I have some of her LP’s from my parents and I listened to them a lot when I was younger along with Dori Previn, Joan Baez and other strong women who wrote poetry for music. I love music lyrics. My favorite writer of music is Kate Bush, although Tori Amos is a good modern version of her, and I really like a band recently called London Grammar. That’s amazing that you were listening to that in Vietnam. I forget so many American’s were in Vietnam, as I grew up in Europe where there was no draft or war at that time (although my country France was guilty of starting that war!). I cannot imagine what that must have been like. You have come a long way in many ways. Respect to you.
“it speaks to a bigger picture of what we become when we are no longer what we thought we were” this is exactly it for me. 😁 I’m glad you consider me a friend. ❤️
I decided long ago to steal a line from the Grateful Dead as the motto of my life: “What a long, strange trip its been.”
I think you would like Bonnie Koloc, another singer-song writer of my generation. There’s not a lot of her work up on You Tube, but some.
There is a deeper reflection in this I find. You have also captured life and it’s many changing phases in the unique way which only you seem to be able to do.
Beautiful words. Universal theme of acceptance. That’s not easy to do. Daily work in progress. Thanks for sharing.
Such empathy displayed – as ever
Damn I love this ❤️❤️❤️
I have no comfort for the afflicted, but I offer love instead. This is a thing with which I have no ability to assuage or help — it makes me feel an endless ache and longing to heal a person and I can’t.
Really love this post.
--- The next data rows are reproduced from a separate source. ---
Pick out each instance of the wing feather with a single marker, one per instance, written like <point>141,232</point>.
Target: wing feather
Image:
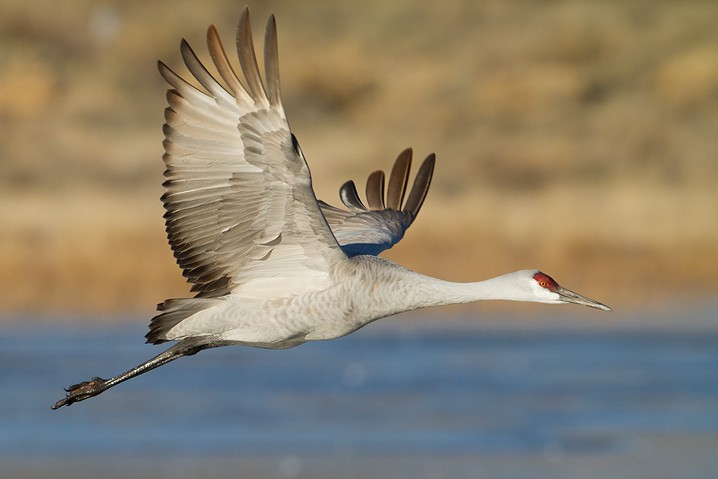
<point>241,215</point>
<point>362,230</point>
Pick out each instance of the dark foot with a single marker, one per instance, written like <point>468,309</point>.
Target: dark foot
<point>82,391</point>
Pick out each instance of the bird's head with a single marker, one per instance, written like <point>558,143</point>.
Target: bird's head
<point>546,290</point>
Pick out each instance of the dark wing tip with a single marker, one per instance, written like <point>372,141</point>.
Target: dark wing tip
<point>350,197</point>
<point>399,179</point>
<point>375,190</point>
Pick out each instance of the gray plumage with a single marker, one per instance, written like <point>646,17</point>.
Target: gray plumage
<point>270,265</point>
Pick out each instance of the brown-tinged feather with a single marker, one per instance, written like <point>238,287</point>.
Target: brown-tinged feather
<point>398,180</point>
<point>421,186</point>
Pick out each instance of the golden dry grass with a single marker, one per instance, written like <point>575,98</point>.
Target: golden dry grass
<point>577,137</point>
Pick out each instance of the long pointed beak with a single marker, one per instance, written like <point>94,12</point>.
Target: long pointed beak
<point>569,296</point>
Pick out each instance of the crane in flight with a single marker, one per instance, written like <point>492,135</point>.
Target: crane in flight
<point>272,266</point>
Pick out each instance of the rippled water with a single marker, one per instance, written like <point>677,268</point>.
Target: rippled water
<point>415,398</point>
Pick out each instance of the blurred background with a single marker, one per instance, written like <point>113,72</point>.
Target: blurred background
<point>578,137</point>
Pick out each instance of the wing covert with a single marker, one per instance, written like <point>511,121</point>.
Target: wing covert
<point>241,215</point>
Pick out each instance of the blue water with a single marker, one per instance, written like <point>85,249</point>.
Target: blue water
<point>418,397</point>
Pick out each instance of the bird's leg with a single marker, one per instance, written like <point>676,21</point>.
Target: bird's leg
<point>93,387</point>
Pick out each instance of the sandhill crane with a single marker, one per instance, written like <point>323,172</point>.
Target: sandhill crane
<point>272,266</point>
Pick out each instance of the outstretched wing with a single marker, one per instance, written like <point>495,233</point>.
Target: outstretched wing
<point>373,229</point>
<point>241,213</point>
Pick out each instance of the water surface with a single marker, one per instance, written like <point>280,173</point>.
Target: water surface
<point>416,397</point>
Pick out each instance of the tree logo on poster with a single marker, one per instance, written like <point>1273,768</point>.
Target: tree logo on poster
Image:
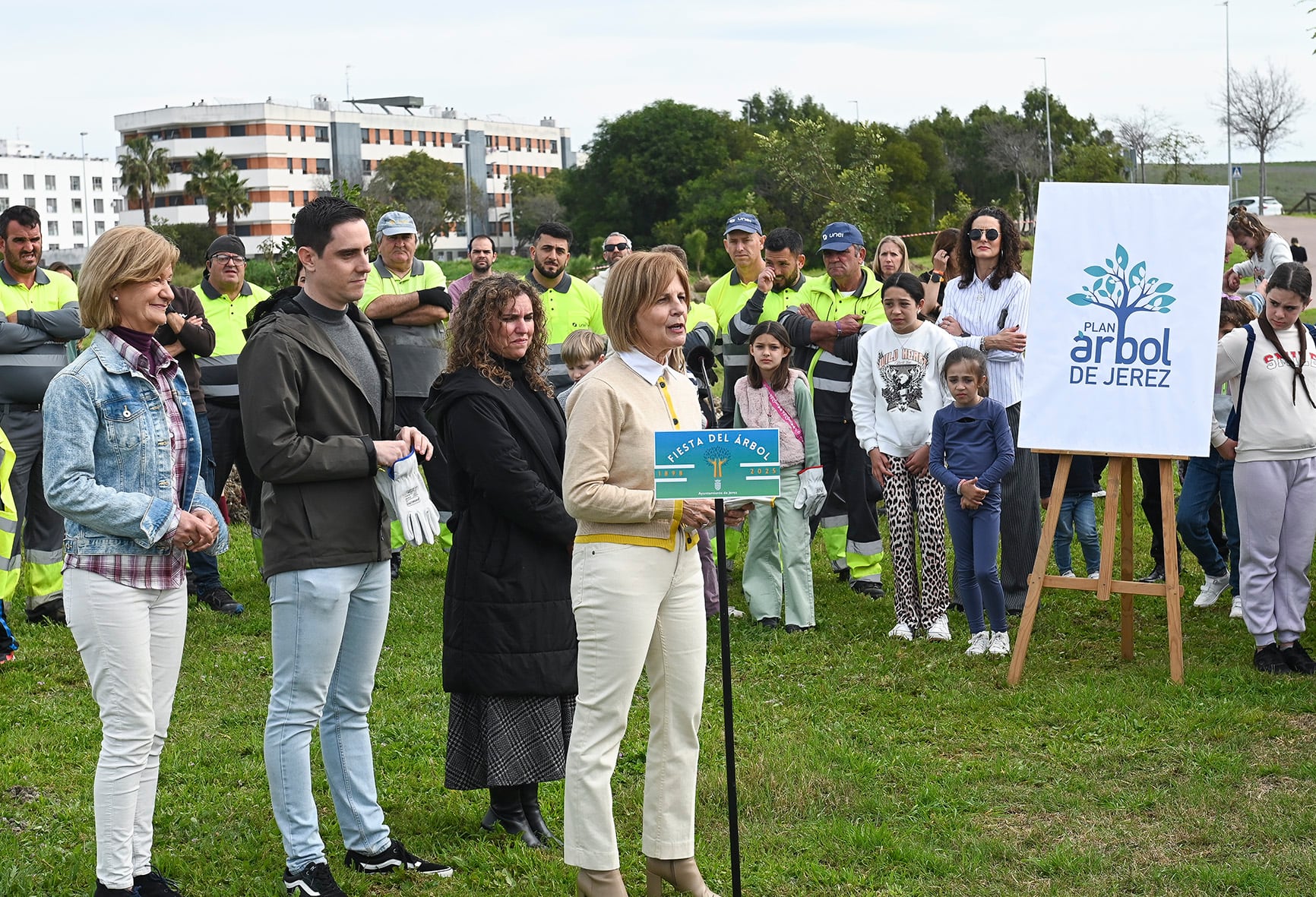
<point>1105,352</point>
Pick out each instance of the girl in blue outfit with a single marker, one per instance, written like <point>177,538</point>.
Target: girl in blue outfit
<point>972,450</point>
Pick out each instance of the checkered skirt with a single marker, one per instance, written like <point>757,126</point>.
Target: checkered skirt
<point>501,741</point>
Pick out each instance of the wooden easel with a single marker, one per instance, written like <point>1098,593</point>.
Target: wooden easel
<point>1119,494</point>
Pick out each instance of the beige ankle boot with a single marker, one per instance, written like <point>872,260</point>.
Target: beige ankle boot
<point>600,883</point>
<point>682,875</point>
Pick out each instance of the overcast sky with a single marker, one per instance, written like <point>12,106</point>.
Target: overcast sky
<point>902,59</point>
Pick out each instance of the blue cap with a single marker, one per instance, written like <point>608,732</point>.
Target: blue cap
<point>744,221</point>
<point>395,223</point>
<point>840,235</point>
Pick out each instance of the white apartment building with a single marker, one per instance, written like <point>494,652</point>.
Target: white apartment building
<point>289,154</point>
<point>78,199</point>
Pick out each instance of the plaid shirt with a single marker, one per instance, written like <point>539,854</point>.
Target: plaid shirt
<point>149,571</point>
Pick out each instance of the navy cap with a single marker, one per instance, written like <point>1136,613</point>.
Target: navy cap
<point>744,221</point>
<point>840,235</point>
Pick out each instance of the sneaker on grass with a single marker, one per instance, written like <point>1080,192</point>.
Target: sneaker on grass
<point>1211,591</point>
<point>978,643</point>
<point>397,857</point>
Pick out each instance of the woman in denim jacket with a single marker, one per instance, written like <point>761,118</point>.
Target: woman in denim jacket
<point>122,467</point>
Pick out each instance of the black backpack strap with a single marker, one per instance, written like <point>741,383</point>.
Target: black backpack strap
<point>1236,415</point>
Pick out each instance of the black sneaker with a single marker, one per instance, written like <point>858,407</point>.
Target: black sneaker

Beautifully crafted. Have a wonderful weekend!
Thank you so very much 💓
This is so powerful. How many great pieces have I missed lately? 😉
I never was anorexic, but… I can relate still. I can relate to the person becoming someone I don’t know, am scared of, and/or ashamed of.
Thank you for finding the strength to put these facts into such beautiful, relatable words!
XO
Your work is inspiring to me my friend thank you so much lovely girl
Wow, thank you for that! I never expected it!